Richard Schickel, biógrafo de Kazan, disentía de estas opiniones, asegurando que la forma de expresarse en inglés de Stathis Giagellis en "América, América" era limpia y distinta. Lo cierto fue que jamás sabremos los motivos exactos que, tras este film monumental, abortaran su futura carrera como gran actor hollywoodense (Giallelis, antes de desvanecerse por completo, intervino, a continuación, en varias producciones de menor calibre como "Cast a Giant Shadow", "The Children of Sánchez", "Blue", "El ojo de la cerradura" en Buenos Aires, "The Reharsed" de Jules Dassin, "Happy Day" de Pantelis Voulgaris, a su regreso a Grecia en 1976, y "Panagulis vive", 1980.

Probablemente Elia Kazan, hoy, podría haber medido su testimonio personal con mayor condescendencia y menos crudeza conceptual, concediendo al gran universo del Séptimo Arte por lo menos el beneficio, ahora más palpable, de la duda, hacia un ejercicio interpretativo tan sublime como el que consiguiera llevar a buen puerto Stathis Giallelis en su gran momento estelar.

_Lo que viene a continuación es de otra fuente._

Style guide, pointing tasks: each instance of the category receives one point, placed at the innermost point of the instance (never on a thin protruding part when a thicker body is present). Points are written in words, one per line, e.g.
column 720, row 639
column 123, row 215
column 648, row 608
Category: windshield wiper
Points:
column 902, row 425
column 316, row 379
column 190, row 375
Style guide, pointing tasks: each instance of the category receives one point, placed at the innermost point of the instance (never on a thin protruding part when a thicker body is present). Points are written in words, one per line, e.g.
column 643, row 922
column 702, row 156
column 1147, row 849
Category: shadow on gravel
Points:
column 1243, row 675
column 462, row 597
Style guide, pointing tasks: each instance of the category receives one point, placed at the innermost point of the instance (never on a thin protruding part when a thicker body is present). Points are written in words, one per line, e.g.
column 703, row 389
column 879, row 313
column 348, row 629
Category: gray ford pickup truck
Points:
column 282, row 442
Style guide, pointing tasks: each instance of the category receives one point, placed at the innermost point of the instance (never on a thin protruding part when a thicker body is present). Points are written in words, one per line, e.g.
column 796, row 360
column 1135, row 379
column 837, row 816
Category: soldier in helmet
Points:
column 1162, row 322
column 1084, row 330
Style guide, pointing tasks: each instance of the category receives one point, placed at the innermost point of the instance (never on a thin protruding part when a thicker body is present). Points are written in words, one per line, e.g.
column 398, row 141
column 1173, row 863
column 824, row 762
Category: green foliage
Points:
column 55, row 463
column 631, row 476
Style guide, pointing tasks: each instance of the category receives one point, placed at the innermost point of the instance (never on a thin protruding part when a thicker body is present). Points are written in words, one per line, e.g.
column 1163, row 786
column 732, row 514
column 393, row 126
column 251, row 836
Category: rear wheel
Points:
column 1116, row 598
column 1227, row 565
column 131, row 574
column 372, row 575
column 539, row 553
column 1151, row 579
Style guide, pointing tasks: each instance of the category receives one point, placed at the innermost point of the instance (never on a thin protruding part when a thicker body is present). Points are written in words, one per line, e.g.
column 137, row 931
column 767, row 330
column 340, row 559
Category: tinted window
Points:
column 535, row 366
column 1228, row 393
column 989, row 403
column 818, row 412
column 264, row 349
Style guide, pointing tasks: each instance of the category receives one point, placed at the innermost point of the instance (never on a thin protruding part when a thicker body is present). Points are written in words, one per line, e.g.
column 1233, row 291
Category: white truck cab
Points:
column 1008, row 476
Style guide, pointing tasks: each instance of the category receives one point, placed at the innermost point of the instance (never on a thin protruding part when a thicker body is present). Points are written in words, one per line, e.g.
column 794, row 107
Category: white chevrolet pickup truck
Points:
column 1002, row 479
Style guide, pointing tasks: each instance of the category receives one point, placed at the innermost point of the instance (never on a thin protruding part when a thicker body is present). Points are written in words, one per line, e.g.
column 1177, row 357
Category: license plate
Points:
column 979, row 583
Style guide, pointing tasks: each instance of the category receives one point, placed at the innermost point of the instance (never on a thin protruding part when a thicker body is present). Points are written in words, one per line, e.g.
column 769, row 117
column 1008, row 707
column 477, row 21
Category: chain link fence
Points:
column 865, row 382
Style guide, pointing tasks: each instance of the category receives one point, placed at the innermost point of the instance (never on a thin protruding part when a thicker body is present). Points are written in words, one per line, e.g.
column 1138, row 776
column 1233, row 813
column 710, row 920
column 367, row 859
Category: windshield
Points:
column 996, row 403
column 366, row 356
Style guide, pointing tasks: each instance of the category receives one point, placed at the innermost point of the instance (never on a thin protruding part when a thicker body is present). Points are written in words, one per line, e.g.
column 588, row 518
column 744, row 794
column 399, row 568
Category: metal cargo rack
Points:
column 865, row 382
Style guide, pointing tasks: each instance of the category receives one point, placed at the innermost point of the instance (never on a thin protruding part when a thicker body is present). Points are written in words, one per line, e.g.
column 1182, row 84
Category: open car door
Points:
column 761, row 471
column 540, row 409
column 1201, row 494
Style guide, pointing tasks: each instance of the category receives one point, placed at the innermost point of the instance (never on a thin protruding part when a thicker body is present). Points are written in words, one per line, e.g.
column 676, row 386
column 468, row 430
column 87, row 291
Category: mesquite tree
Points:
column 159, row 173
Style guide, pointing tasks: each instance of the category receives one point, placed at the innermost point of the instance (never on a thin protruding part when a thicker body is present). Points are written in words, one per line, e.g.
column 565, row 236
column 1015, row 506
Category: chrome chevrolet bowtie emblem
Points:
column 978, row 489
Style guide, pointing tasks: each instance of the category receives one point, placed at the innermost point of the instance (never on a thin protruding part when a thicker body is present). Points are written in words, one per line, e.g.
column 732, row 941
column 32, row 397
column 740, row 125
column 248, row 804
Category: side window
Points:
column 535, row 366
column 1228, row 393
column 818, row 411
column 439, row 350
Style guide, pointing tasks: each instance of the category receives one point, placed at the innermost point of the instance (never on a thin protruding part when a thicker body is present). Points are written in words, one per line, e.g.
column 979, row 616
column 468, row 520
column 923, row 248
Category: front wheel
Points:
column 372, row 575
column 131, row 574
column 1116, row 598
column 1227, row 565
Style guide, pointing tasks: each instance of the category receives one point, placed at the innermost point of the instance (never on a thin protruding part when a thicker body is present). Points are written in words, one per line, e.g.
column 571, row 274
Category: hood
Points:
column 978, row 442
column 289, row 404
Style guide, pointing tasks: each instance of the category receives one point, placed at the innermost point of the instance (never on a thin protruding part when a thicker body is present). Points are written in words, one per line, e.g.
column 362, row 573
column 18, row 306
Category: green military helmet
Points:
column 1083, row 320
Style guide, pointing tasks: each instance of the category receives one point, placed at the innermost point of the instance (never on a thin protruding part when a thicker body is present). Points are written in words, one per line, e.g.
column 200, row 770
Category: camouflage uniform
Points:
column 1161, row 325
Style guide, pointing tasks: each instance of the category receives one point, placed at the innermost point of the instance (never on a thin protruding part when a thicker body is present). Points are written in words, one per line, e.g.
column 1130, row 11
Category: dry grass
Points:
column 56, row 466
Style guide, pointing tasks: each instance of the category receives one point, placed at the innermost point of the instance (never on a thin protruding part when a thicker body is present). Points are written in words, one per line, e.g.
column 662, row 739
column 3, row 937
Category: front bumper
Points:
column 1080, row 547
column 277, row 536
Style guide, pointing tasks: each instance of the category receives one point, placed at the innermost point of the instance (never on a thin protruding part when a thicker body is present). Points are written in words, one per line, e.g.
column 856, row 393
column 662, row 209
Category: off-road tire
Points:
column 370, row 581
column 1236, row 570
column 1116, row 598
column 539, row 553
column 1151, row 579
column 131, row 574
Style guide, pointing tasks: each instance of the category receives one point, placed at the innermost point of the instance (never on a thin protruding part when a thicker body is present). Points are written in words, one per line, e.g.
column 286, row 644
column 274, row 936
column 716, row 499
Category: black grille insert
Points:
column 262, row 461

El tiempo lo ha confirmado, y la visión actual de "América, América" han proporcionado al desconocido y joven actor griego un preeminente "lugar en el sol de los elegidos", en cuanto a la historia del cine se refiere.


¡"América, América" se erige en un Aleluya insuperable, trascendente, severo, pero sin teólogos, moralistas y predicadores que extiendan sobre el espectador sus ojos de ciegos! ¡Cada imagen coincide con la perfección! Y emanan tanta belleza que jamás se avergüenzan del pudor adusto de sus tristezas ¡Este monumento merece el elogio entusiástico de la suprema excelsitud convertida en cine!"